I am interested in getting a canoe and using a trolling motor to go upriver. I will use the canoe solely for fishing and I will be solo 99% fo the time. Has anyone used the side motor mount and motor on a double end canoe? Pros/Cons?

How about square sterns? Looking for as much stability as I can get

weight distribution a key
I have a dagger reflection 16 and the smallest minnkota trolling motor. One of my winter projects is to add on some wire to the battery cable (you need a fairly heavy gauge) so I can put the battery in the bow to balance the canoe. The wind tends to bother you alot. My canoe has no keel so it tracks only fair. It works for small/medium lakes and smooth rivers. I do sit in the stern seat and turn around to help balance the canoe.

canoe info
I would shy away from square sterns as they are hydrodynamicly unsound. Use a standard double ender and there is no need for the side mount addition. Just clamp the motor to the side and spin the motor into position.Try and get at least 35lb of thrust. A good addition is a small solar panel to constantly charge the battery while fishing.

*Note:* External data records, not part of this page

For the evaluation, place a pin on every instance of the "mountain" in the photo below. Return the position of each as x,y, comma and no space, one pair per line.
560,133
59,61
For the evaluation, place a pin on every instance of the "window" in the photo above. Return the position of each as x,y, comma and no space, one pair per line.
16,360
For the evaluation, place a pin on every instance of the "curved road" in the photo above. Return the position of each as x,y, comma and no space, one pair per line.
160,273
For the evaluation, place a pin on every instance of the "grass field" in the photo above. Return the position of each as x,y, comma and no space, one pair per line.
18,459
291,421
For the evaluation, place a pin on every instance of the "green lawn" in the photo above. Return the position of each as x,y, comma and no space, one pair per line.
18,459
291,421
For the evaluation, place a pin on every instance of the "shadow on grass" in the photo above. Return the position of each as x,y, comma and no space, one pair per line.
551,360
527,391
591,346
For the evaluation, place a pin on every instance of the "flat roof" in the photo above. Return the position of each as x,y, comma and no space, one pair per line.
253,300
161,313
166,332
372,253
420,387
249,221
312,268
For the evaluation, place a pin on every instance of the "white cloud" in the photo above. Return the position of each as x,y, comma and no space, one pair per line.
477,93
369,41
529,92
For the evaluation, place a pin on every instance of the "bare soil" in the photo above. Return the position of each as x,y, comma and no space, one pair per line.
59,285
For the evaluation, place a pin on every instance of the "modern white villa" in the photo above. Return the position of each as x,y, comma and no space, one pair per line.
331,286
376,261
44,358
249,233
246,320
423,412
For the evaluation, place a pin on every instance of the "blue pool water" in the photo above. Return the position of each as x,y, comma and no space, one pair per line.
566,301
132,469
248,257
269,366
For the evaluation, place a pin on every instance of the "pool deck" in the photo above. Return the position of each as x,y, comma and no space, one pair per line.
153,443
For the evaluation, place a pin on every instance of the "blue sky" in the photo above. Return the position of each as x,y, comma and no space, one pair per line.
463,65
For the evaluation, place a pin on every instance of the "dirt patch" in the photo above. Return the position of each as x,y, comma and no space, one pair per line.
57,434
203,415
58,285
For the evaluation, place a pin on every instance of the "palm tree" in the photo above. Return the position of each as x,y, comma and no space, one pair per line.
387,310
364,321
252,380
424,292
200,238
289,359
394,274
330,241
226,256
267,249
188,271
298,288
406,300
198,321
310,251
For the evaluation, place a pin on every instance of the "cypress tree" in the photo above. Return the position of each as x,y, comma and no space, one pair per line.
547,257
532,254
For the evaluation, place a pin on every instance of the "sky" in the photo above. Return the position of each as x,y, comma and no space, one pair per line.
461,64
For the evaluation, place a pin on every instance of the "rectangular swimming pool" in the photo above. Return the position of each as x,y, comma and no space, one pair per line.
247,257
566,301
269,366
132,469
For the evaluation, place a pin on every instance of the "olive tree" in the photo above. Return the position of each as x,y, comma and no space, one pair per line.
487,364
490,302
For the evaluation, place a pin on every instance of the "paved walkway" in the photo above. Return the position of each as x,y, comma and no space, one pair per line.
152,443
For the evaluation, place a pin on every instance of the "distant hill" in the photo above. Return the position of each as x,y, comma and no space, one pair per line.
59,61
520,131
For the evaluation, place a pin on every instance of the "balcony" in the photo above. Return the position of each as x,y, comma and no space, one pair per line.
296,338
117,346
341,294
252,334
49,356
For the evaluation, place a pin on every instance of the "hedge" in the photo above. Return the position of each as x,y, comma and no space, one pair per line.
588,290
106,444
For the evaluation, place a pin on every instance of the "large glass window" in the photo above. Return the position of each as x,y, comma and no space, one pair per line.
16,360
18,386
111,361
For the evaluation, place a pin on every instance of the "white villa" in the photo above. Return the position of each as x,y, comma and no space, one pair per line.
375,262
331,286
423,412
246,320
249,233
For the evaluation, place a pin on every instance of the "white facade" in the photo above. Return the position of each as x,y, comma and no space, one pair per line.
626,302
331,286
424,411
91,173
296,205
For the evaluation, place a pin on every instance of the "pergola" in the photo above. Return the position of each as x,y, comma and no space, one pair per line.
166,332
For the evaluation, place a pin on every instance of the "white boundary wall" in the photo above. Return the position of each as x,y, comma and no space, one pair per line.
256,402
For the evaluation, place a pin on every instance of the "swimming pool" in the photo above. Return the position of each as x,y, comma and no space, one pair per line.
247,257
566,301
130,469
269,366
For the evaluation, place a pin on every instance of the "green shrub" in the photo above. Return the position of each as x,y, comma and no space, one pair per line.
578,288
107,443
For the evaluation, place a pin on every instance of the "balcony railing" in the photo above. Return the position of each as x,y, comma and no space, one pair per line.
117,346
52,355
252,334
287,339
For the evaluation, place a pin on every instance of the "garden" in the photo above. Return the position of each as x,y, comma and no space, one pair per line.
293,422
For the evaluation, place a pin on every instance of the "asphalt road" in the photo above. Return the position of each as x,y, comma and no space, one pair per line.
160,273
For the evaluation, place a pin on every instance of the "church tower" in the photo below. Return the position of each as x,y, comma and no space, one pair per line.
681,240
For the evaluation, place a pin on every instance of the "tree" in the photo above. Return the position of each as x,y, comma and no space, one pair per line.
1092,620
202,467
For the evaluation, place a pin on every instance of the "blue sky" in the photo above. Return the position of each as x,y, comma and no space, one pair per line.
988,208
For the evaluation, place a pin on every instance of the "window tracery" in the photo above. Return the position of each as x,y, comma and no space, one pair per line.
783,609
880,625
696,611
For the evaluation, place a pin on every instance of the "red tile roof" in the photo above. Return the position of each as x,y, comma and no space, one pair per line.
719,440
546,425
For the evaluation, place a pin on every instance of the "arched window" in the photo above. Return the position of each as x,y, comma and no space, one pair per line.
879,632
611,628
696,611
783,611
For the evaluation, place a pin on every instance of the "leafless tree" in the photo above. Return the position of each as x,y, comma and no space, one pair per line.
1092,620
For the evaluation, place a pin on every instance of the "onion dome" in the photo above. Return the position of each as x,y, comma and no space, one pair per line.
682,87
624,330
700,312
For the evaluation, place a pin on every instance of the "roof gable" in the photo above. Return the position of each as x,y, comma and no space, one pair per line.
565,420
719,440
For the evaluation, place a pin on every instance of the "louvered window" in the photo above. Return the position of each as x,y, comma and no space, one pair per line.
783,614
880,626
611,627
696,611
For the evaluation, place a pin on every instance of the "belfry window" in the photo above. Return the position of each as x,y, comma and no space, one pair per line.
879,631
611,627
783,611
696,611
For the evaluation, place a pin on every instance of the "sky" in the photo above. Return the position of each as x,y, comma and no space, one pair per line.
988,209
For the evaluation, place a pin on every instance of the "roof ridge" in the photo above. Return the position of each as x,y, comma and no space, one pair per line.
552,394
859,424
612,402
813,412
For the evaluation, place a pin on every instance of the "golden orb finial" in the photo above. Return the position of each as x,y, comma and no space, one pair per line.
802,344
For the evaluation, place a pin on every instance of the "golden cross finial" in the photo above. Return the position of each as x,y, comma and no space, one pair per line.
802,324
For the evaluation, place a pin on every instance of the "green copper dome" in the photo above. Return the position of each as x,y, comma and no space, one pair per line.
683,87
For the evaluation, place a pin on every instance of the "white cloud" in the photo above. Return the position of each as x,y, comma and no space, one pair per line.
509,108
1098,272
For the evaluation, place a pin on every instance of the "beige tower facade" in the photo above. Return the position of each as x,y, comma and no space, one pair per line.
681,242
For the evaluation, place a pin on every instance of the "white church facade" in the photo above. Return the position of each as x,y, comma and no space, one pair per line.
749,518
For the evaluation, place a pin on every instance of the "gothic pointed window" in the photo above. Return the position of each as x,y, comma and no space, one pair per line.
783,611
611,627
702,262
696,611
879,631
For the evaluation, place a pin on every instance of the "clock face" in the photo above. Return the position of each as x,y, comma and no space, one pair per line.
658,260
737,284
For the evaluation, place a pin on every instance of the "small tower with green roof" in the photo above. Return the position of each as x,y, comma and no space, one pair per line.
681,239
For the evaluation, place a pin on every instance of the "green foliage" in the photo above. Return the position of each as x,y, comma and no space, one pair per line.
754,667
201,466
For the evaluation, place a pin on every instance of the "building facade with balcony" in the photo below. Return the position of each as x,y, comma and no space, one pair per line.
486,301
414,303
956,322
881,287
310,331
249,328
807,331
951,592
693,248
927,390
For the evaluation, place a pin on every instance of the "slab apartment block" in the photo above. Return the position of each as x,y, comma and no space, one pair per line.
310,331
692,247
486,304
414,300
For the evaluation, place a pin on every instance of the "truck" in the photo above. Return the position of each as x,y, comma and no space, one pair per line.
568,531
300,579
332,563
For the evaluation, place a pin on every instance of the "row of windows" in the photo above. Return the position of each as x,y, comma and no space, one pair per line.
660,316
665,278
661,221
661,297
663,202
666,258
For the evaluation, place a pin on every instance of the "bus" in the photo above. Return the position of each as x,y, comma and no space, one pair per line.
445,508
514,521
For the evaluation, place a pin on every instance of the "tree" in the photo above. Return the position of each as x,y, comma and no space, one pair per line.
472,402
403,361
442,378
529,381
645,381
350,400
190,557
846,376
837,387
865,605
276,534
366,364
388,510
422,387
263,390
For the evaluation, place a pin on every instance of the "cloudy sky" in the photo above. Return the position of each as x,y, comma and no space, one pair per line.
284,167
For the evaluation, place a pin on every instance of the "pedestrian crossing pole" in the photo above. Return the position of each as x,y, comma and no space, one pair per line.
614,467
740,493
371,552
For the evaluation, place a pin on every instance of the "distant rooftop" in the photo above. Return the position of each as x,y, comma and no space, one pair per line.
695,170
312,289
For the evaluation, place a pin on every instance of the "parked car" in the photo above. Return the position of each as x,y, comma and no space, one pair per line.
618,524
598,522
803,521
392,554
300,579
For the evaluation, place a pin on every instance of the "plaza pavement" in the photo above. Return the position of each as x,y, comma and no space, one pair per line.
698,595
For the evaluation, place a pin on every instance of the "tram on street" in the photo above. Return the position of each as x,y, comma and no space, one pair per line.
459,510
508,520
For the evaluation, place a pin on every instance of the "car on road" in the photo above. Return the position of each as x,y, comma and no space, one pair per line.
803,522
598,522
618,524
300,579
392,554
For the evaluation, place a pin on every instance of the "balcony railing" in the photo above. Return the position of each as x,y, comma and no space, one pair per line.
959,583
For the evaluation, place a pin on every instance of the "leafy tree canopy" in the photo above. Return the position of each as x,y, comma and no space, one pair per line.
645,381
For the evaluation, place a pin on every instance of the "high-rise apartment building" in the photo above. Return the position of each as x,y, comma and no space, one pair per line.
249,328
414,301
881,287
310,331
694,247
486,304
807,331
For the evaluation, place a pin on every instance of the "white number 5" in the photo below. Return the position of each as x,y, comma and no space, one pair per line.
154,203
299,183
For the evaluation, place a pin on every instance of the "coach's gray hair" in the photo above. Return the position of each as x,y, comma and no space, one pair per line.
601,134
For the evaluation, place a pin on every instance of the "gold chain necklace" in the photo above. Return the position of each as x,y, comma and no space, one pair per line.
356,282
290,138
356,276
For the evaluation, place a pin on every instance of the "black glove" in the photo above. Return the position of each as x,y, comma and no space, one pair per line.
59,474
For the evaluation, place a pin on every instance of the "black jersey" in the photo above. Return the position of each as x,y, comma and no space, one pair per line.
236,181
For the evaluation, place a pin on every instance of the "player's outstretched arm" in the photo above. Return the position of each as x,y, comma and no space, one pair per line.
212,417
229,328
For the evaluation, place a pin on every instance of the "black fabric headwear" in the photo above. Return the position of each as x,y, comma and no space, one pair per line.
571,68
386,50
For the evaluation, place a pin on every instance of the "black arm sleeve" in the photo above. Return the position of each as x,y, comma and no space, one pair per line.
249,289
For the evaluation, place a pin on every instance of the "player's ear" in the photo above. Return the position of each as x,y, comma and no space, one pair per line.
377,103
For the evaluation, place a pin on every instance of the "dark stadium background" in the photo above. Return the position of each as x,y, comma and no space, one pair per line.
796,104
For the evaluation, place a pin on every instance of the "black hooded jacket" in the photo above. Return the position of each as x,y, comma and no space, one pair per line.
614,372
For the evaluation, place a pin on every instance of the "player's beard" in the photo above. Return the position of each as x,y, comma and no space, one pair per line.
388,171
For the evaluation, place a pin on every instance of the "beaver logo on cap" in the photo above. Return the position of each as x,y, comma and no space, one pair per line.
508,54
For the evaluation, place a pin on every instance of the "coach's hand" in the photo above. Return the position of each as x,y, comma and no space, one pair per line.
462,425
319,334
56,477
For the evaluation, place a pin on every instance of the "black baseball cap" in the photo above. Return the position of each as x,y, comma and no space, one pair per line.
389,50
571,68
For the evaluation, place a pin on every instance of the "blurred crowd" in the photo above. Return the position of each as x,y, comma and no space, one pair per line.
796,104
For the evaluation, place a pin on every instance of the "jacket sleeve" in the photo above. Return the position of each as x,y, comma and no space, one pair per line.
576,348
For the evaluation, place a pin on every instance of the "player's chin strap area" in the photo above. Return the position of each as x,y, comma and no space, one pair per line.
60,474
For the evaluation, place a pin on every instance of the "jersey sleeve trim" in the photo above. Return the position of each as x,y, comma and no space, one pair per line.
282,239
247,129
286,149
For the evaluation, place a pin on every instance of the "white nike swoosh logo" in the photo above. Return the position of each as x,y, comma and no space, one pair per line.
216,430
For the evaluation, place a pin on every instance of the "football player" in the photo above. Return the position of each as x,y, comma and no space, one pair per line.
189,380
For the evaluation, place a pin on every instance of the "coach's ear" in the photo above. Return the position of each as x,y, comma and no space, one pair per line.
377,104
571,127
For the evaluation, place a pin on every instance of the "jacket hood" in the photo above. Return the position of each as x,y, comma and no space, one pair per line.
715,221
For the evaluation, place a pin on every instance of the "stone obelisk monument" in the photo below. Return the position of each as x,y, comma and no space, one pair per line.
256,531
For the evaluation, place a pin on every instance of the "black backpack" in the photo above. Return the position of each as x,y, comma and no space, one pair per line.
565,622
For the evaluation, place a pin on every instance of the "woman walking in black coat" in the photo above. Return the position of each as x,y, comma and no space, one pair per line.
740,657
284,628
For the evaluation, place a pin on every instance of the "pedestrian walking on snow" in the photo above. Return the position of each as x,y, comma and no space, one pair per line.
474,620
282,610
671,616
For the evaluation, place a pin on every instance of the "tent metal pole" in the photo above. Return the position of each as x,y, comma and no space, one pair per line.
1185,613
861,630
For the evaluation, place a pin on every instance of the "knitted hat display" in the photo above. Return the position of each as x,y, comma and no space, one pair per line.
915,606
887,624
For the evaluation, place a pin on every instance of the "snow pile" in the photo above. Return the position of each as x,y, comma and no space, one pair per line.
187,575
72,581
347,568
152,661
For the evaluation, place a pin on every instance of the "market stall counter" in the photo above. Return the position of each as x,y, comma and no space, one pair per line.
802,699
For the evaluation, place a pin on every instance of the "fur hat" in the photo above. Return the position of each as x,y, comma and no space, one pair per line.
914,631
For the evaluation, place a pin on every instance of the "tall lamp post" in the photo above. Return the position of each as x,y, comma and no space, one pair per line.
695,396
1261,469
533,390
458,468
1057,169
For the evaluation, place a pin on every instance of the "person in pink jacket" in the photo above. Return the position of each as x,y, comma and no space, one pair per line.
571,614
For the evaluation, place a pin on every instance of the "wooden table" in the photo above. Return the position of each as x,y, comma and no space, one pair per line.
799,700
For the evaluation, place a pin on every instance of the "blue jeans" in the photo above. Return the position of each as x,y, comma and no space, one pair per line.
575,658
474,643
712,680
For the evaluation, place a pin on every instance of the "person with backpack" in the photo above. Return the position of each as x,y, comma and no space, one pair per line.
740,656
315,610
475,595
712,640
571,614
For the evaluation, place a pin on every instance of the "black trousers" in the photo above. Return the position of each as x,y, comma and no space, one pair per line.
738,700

don’t get a square-ended canoe because you have to twist your body a lot. It is very uncomfortable in a long run. If you do solo exclusively, get a canoe that is 14 feet or shorter. I had a 17 footer canoe and got blown all over when we were not paddling.

Weight is important, too. Get something that is light enough to handle (load/unload) by yourself and you will go fishing more often. I had a 14.5 footer that has a kneel with flat bottom. It has everything I want except the weight. Good luck on your search and let us know what you get.

Another way to do it…
I occasionally use a trolling motor on my Penobscot 16. I made a simple side mount out of a piece of treated 2X6 lumber, by simply cutting notches in it so that it fits over and onto the gunwales on both sides, with a length extending outward from the right-side gunwale to mount the motor on. I place it on the FRONT of the canoe, as near the front end as I could and still reach it easily to operate it while sitting in the bow seat. I too extended the length of cable (simple to do with some electric wire and electrical tape) so that I can place the battery in the stern to balance the weight somewhat, and I also place extra weight in the stern, so that when I’m sitting solo in the front seat, the canoe is fairly level. To operate a trolling motor most efficiently, the canoe must be balanced well.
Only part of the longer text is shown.